The three groups in our study had no significant differences in perioperative nausea and vomiting. In a study by George et al., compared the incidence of intraoperative nausea and vomiting in obese patients who received a prophylactic phenylephrine infusion versus those who received phenylephrine boluses undergoing cesarean delivery. Their results revealed that there was no difference in the incidence of intraoperative vomiting between the two groups (23).

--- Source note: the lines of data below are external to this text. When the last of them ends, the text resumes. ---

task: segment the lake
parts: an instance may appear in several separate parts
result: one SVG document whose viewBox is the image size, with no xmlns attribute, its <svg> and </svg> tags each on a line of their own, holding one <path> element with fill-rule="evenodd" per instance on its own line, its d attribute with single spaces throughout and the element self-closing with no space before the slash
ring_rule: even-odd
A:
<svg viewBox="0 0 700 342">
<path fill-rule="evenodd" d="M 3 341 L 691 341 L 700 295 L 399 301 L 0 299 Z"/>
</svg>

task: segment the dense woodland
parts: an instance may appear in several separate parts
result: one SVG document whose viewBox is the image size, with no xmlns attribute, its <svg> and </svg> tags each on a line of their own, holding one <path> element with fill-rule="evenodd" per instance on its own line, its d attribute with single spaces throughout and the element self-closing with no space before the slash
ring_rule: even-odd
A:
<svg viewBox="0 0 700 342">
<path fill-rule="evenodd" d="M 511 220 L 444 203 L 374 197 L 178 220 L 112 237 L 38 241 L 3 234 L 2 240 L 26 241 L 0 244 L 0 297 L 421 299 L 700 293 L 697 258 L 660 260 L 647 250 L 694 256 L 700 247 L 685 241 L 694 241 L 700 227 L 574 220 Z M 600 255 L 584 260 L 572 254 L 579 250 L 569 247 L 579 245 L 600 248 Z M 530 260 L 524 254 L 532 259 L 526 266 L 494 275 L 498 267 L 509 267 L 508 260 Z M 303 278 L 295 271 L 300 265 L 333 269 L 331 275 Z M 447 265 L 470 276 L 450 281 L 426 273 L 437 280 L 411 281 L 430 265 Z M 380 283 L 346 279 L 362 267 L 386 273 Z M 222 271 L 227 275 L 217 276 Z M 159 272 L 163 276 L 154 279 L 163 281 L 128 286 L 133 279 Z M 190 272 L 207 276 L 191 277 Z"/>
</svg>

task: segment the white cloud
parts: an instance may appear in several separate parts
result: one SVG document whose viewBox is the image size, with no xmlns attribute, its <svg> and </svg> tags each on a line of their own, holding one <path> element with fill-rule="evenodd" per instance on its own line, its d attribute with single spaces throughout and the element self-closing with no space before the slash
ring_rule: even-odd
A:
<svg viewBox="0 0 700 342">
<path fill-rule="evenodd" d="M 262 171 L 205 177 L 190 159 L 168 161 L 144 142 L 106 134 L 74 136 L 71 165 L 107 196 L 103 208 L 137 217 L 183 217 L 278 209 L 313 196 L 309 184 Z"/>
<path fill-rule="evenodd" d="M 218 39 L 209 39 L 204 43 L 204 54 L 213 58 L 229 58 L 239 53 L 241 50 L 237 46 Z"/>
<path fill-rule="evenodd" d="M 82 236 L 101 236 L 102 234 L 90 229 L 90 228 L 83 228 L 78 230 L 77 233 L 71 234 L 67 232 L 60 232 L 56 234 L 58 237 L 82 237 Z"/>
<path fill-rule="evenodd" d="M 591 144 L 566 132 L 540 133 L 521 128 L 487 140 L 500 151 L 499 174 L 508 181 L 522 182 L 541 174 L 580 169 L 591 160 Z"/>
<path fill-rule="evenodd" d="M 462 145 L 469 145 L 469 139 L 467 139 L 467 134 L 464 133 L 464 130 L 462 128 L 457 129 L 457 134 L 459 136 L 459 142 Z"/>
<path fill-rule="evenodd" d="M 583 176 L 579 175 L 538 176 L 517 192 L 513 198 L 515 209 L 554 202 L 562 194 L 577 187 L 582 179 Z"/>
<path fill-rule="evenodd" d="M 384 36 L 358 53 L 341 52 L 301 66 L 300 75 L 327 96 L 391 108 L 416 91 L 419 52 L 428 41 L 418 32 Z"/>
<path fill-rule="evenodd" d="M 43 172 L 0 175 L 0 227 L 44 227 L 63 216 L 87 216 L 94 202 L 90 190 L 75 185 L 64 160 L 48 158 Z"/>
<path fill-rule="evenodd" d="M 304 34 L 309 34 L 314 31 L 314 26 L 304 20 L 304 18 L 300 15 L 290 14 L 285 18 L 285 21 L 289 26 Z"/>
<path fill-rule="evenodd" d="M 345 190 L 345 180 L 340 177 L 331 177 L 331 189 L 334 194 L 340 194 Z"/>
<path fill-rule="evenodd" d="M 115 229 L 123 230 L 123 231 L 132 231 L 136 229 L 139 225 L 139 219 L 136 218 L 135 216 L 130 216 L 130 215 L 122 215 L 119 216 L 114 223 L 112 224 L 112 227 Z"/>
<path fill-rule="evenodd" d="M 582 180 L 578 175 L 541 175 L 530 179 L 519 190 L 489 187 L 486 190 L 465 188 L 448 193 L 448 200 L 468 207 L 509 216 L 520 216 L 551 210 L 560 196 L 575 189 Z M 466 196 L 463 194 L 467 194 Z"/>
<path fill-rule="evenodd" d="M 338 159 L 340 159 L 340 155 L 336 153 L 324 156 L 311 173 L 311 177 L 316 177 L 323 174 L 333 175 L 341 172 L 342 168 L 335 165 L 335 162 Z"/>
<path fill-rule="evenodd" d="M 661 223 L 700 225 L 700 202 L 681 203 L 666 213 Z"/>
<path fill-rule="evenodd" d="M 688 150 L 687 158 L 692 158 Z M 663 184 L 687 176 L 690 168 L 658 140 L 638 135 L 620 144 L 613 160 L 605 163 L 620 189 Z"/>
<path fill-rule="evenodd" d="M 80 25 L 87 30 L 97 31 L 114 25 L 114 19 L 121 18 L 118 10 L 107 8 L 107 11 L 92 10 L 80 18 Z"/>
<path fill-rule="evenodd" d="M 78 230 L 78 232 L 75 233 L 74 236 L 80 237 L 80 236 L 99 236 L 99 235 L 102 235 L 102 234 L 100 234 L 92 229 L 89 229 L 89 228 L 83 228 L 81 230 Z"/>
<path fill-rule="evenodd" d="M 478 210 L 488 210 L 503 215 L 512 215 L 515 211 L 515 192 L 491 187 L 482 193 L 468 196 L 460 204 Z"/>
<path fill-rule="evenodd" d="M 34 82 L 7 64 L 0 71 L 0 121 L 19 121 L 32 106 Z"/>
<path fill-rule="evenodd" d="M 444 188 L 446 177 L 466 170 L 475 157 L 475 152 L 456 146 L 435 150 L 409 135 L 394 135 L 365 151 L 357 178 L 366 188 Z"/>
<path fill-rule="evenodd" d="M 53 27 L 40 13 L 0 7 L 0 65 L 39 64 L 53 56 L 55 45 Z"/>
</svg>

This result was significantly different from the findings of Siddik-Sayyid et al., as nausea and vomiting in their study were significantly lower in the prophylactic infusion group than the bolus group (17). Similarly, in another study by Ngan Kee et al. on the different prophylactic phenylephrine regimens, patients with 100 µg/min infusion dose experienced less nausea and vomiting than the smaller doses of 80 and 90 µg/min phenylephrine infusion (24). Similar to Siddik-Sayyid et al. (17) and Doherty et al. (20) studies, atropine requirement and bradycardia were not significantly different in the patients who received prophylactic phenylephrine infusion in our investigation. We found that patients in the control group and prophylactic phenylephrine bolus need more rescue phenyllephrine doses, and the mean adjuvant phenylephrine doses were greater in these two groups to keep SBP near baseline compared to the infusion group. Although phenylephrine infusion has resulted in greater hypertension in other studies (17, 18, 20), the incidence of hypertension did not differ significantly between phenylephrine infusion and other groups in our study which was consistent with the studies of Heesen et al. (16) and Ngan Kee et al. (24). Comparing different phenylephrine infusion regimens, infusion of 100 µg/min phenylephrine leads to fewer hypotensive episodes than 80 and 90 µg/min doses (24). Although we used smaller phenylephrine infusion dose (50 µg/min) in our study; patients in infusion group saw significantly lower incidence of hypotension compared to bolus and control groups. The higher mean SBP in second minute in control group could be explained by more rescue phenylephrine injection in this group of patients. Apgar score in the first and fifth minutes also did not differ in the three groups in our study which was consistent with other studies (17, 24).

5.1. Limitations

The limitations of the present study included the complete blinding and preparation of placebo, drug syringe pumps, and repeated blood pressure measurements.

5.2. Conclusions

The results of the present research suggested that prophylactic phenylephrine infusion (50 µg/min) reduced the incidence of hypotension more effectively than the prophylactic bolus and therapeutic bolus groups in women undergoing spinal anesthesia for cesarean section, and provided a better hemodynamic stability for the mothers. Nonetheless, more studies are needed to consider other aspects of mother and neonatal well-being in this area.